Julie Roy Collaboration spéciale

En tout, ce sont huit projets qui occupent l’homme de science. De la recherche bien tangible qui répond aux besoins de l’industrie. « J’aime les défis et de savoir que nous fabriquons de nouveaux matériaux et que ceux-ci servent à régler des problèmes », soutient Daniel Therriault.

S’inspirer de la nature

Un des éléments communs à toutes ses recherches est la présence de la fabrication additive ou impression 3 D. Une manière de mettre en forme de nouveaux procédés de fabrication qui s’inspire de la nature. « On applique de la matière uniquement aux endroits où cela est nécessaire et on peut en ajouter pour optimiser la résistance mécanique. C’est comme ça que la nature fonctionne, elle varie la densité des matériaux selon les besoins », explique le professeur.
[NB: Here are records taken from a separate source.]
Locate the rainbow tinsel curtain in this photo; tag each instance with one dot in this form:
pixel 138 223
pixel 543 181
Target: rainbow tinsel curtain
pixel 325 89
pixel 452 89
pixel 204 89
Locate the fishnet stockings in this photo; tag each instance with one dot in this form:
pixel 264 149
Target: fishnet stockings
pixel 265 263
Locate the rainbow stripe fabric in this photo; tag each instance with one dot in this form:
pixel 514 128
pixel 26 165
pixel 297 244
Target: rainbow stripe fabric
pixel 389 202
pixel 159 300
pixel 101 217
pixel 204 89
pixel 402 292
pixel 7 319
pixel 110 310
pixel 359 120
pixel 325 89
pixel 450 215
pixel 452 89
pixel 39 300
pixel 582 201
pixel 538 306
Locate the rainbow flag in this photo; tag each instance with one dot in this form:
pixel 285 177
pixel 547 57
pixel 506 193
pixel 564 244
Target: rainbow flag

Ce dernier travaille d’ailleurs sur les composantes autoréparatrices, un procédé qui consiste à insérer dans la pièce de petites capsules qui contiennent une substance chimique. Celle-ci se répand au moment du dommage et vient combler le déficit de matériel. Déjà utilisée dans la fabrication de peinture pour bateau, elle est un plus dans le secteur de l’aérospatiale. « On ne peut pas toujours envoyer un astronaute réparer des pièces endommagées, et dans le domaine de l’aviation, cela permet de réparer des microfissures et d’allonger la durée de vie des pièces », explique Daniel Therriault.

Réduire la pollution sonore

Depuis quatre ans, le chercheur travaille en collaboration avec le fabricant de moteurs Safran afin de réduire les décibels des moteurs.

« Notre rôle est de fabriquer une structure 3D qui va absorber les basses fréquences », explique Daniel Therriault.

Plus léger, plus performant, moins polluant

Daniel Therriault travaille aussi dans les structures thermoplastiques qui rendent les appareils plus légers.

Au plastique, on ajoute d’autres composantes comme de la fibre de carbone. La structure devient plus rigide et résistante, moins lourde et, donc, elle est plus performante parce que l’appareil consomme moins de carburant. Ainsi, les avions peuvent contenir plus de passagers.

Daniel Therriault, professeur titulaire au département de génie mécanique de Polytechnique Montréal

La réalisation de projets à partir de ces composites polymères prend toutefois du temps. « Parfois, c’est quasiment devenu une vieille innovation, car il faut attendre entre 10 et 20 ans avant que toutes les étapes des essais, de la certification et la commercialisation soient réalisées. »

Prochaine étape, les étoiles

Ce qui manque au tableau des réalisations de Daniel Therriault ? Toucher les étoiles, un rêve qu’il caresse depuis ses 8 ans. « Je me souviens qu’à Rimouski, ma ville natale, je dessinais des fusées, je rêvais de devenir astronaute. Je n’ai jamais abandonné cette idée. J’ai fait une spécialisation en technologies aérospatiales, et, au cours de mes études aux États-Unis, j’ai rencontré Scott White, un chercheur mondialement reconnu en génie aérospatial. Tout cela a fait en sorte que je poursuive dans cette voie », dit le doctorant en aérospatiale.

Son objectif d’atteindre les étoiles se rapproche, car il travaille en ce moment avec l’Agence spatiale canadienne à la conception d’un véhicule lunaire, mais ce dernier ne sera pas en fonction avant cinq à sept ans. La patience est encore de mise.